The use of biological agents to synthesize bimetallic nanoparticles (NPs) has gained popularity due to its cost-effectiveness, environmental friendliness, and ease of scaling up without utilization of lot of energy and use of harmful chemicals (Khan et al., 2020; Padilla-Cruz et al., 2021). Plant extract-based NP biosynthesis is more stable and has a higher rate of synthesis than other biological processes. It also doesn't require cell culture care and can be stepped up for large-scale synthesis (Gour et al., 2019). Researchers have recently begun concentrating on the production of bimetallic nanoparticles in order to investigate the potential of two metals for a variety of applications (Sharma et al., 2019). Furthermore, there are only a few recent studies on biological synthesis core and shell bimetallic nanoparticles, from aqueous plant extracts; to name a few Ag–Fe nanoparticles synthesized using Gardenia jasminoides leaf extract (Padilla-Cruz et al., 2021), silver-platinum nanoparticles biogenically synthesized using Schinusmolle L. leaf extract (Mares-Briones et al., 2019) and Au–Ag nanoparticles synthesized using weed Antigonon leptopus which is of no value (Ganaie et al.,2016).

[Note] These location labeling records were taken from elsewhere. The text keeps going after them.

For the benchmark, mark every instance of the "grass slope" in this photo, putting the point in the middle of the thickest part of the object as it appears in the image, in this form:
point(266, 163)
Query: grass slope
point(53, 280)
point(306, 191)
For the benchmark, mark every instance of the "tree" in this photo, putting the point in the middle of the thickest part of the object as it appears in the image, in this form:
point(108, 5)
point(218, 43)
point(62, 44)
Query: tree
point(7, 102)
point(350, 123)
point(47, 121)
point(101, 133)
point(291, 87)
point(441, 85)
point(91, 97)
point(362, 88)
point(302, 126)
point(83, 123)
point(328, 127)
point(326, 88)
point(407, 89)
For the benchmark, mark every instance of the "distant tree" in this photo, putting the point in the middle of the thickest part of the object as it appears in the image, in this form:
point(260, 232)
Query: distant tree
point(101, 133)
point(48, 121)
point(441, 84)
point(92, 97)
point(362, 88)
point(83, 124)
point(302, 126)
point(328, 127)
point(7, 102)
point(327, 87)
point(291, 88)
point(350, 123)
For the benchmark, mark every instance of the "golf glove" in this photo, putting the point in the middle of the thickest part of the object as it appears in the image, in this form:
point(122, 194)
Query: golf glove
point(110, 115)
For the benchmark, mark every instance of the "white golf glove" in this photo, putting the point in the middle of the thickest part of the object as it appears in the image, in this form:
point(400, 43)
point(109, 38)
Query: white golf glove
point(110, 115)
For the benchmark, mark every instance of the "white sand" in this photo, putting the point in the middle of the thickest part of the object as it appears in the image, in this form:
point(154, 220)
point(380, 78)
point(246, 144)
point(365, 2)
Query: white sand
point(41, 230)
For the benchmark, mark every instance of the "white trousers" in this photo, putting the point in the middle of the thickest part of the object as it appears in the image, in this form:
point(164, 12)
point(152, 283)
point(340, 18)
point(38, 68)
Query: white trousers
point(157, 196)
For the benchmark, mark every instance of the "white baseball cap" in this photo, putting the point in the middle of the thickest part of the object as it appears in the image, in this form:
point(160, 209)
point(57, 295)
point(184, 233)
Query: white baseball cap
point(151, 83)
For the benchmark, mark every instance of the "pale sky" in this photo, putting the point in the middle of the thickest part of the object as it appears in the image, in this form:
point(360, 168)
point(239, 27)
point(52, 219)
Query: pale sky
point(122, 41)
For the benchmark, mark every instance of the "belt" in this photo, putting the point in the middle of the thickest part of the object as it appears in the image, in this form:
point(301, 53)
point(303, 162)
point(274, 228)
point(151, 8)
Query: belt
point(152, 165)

The dye industry's wastewater is the second most dangerous industrial effluent, with around 100 tonnes of dye released each year (Benkhaya et al., 2020). Because of their synthetic origins and intricate structures, dye discoloration is difficult (Mozzoli et al., 2021). Nanoparticles are increasingly being used to treat dye effluents due to their qualities such as greater nano-adsorptive capabilities, faster attainment of equilibrium, and large surface area (Homaeigohar et al., 2020). Adsorption, photocatalytic degradation, and adsorption plus degradation are all mechanisms for hazardous dye elimination by nanoparticles (Alkaykh et al., 2020). Textile effluents are known to have detrimental effects on plants by bioaccumulation/disrupting photosynthesis mechanism in aquatic flora (plants and algae) (Berradi et al., 2019). Since degradative products of dyes can sometimes be much more mutagenic and carcinogenic than the parent compounds, understanding the toxicity of nano-remediated water on plant growth is important (Lellis et al., 2019). Keeping this in view, the study was undertaken to see the effect of dye and nano-remediated dye solution on germination and growth of Vigna radiata.
The current study, thus, focuses on biological plant based synthesis of bimetallic Au-Ag nanoparticles from Ocimum tenuiflorum (Krishna tulsi) leaf extract (OTAuAgNPs). Holy basil, or Ocimum tenuiflorum, is a plant native to the Indian subcontinent that is widely cultivated across the Southeast Asian tropics (Mousaviwt al., 2018). Although it is known to have potential health benefits such as antimicrobial (Yamani et al., 2016), anti-diabetic (Mousaviwt al., 2018), antioxidant and protection of DNA from damage (Sarkar et al.,2014), there are no reports on biosynthesis of bimetallic gold-silver nanoparticles using this plant for the applications of environmental remediation. Synthesized OTAuAgNPs were depicted by UV-Visible spectrophotometry, particle size and zeta sizer, Fourier Transform Infrared Spectroscopy (FT-IR) and X-Ray diffraction (XRD) analysis. This is the first report on CBB adsorption by bimetallic Au-AgNPs produced from Ocimum tenuiflorum, with focus on understanding the kinetics of adsorption and understanding the toxicity of the metabolite (nano-catalyst treated water) on Vigna radiata (green gram) germination and growth.